Sara Murphy, a professor at the University of Rhode Island and expert on death and dying, says more people are now realizing it's imprudent to put off end-of-life discussions, even for those not ill with COVID-19.
"I believe we are living in a real watershed moment," she says. The pandemic "will not allow us to be as death-avoiding or death-fearing, at least for some period of time."
Agreed, says Mark Krause, president of Krause Funeral Homes and Cremation Services of Milwaukee. For too long, he says, "death has been to us what sex was to the Victorians. It is culturally a taboo topic."
"We are definitely going to be talking about death more frequently," he says.
But having direct conversations about death doesn't necessarily make it less painful.
Dr. Raya E. Kheirbek, chief of the palliative care division at the University of Maryland Medical Center, says a deathbed Zoom call or computer-screen funeral "is never enough" to say farewell to someone who is loved. And with the virus surging again in places like Florida and Arizona as the nation slowly reopens, social distance rules in hospitals and funeral homes will likely continue indefinitely.
"There is no return" to the old normal, Kheirbek says. "Life as we knew it – it's gone for all of us."

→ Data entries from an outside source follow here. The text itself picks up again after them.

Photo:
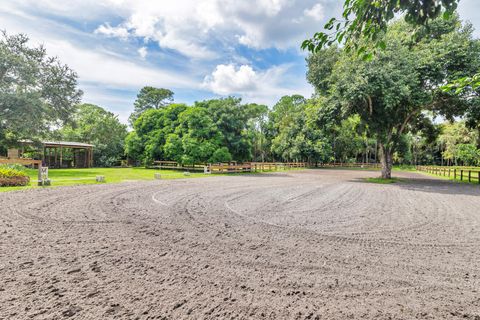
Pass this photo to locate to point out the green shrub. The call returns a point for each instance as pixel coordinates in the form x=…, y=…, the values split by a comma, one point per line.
x=10, y=177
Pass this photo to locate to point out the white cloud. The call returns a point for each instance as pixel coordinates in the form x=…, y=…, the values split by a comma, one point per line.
x=142, y=52
x=228, y=79
x=265, y=86
x=109, y=31
x=316, y=12
x=194, y=27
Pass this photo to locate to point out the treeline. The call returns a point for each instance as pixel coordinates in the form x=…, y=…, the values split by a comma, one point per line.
x=384, y=108
x=294, y=129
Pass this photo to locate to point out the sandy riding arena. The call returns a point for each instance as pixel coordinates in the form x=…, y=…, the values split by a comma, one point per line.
x=313, y=244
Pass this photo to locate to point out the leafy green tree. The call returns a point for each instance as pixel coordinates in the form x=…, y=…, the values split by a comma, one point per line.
x=295, y=134
x=37, y=92
x=367, y=20
x=348, y=142
x=392, y=91
x=196, y=139
x=468, y=154
x=232, y=119
x=152, y=129
x=452, y=136
x=93, y=124
x=150, y=98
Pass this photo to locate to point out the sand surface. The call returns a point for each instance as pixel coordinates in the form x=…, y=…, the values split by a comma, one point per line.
x=313, y=244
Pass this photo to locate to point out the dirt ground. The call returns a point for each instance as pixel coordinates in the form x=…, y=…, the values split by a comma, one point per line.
x=314, y=244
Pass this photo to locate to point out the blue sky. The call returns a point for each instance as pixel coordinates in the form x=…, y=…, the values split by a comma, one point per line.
x=199, y=49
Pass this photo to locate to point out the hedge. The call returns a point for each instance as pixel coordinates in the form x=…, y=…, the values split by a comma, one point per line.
x=10, y=177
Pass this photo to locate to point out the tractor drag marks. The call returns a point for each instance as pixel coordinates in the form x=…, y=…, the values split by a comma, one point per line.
x=310, y=244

Deggans ran headlong into that reality while arranging his mother's funeral, which was held at St. Timothy Community Church. The service was a cold comfort: Though his mother was beloved, with dozens of mourners asking to attend, social restrictions meant just 10 people could enter the sanctuary, including the technicians who were livestreaming the service.
"She was a member of the church choir for six decades," Deggans says, exasperation tinging his voice. "There was a ritual that her sorority wanted to do. People that she had taught, or who had worked with her, wanted to express their condolences."
While precautions are appropriate, Deggans says, the absence of contact in his mother's final days, and the social distance between her and the people who mourned her, were bitter pills to swallow. Yet he acknowledges the excruciating circumstances of his mother's death are probably the new normal for a while.
"You know, if you have somebody who's seriously ill because they have COVID, that's one kind of tragedy – not being able to visit them, or spend time with them," Deggans says. "But when somebody you love is seriously ill and they don't have that disease (but) you still can't visit them? That's especially difficult."